The Nigerian Investment Promotion Commission (NIPC) said it would drive to its logical conclusion, the National Investment Masterplan (NIM) which aims at clear-cut actions that key into federal government’s various sectoral masterplans and policies.
The agency said in line with this policy direction, it will orchestrate and execute targeted investment drives along country-specific, investor-specific, sector-specific, industry-specific, regional-specific, and investment-type specific strategies to facilitate FDI (and LDI – Local Direct Investment) that fit into Nigeria’s development and investment needs, in an inclusive, coordinated, tangible, measurable and effective manner.
The new executive secretary, NIPC, Saratu Umar, who dropped this hint when she assumed office in Abuja, said the agency will also logically conclude the National Investment Promotion Coordination Framework, to provide a clear strategy for a seamless collaboration and coordination of the Investment eco-system, as well as usher in a robust and effective stakeholder communication and engagement.
This, she said, will result in effective partnerships between NIPC and critical stakeholders including the international community and development partners.
Umar said delivering a strong public institution with a private sector orientation that delivers effective and efficient services that exceed the expectations of all stakeholders in the investment ecosystem in Nigeria, is not only timely, but very imperative.
Citing the Global Foreign Direct Investment (FDI) markets which she observed over the last decade, have increasingly become more competitive,while the investment promotion thrust of countries that are attracting the largest global market share of FDI inflows are now driven by effective, efficient, and performance-driven Investment Promotion Agencies (IPAs), Umar said critical shifts in the AfCTA and ECOWAS Investment Protocols, as well as the ongoing development of the national investment promotion policy, the national trade policy and the national industrial development policy, require that “the central and strategic role of the NIPC in the coordination of all investment promotion activities in the Nigerian Economy, should be established, enshrined and repositioned as envisaged in its enabling law, without prejudice.”

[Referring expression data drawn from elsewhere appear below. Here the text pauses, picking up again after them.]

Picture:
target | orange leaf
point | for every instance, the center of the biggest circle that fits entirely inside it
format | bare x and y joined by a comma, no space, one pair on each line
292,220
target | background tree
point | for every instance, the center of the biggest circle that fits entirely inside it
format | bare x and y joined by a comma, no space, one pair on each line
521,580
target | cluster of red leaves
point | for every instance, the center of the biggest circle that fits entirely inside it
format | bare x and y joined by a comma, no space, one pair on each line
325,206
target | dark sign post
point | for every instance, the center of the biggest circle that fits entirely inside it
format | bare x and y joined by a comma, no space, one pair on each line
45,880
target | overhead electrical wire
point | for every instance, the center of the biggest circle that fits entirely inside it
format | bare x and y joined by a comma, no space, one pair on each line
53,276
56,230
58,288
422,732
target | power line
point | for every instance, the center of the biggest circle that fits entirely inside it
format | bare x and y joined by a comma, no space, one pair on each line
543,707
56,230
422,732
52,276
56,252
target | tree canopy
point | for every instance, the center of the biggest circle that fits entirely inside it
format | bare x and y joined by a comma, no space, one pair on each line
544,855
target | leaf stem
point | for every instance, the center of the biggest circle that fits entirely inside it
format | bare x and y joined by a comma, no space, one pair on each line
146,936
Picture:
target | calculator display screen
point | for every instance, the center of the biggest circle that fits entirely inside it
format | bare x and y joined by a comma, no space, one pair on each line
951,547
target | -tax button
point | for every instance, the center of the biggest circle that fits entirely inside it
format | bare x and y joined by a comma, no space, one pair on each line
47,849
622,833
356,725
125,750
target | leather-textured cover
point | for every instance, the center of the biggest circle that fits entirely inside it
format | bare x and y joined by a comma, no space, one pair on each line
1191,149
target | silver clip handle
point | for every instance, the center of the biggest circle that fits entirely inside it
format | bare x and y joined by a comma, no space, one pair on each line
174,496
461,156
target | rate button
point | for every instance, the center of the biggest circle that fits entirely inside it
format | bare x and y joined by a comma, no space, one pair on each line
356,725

According to her, a structured, systematic and expanded National Investment Promotion Strategy; deployment of a best-in-class information technology system across the agency’s functions and processes;
sound corporate governance practices; corporate accountability and institutional discipline;operational excellence and administrative effectiveness through standardised processes, policies, and systems; certification by the International Standards Organization (ISO) to attain process maturity and enhance NIPC’s service delivery, among others, would form the thrust of a new policy direction for the agency.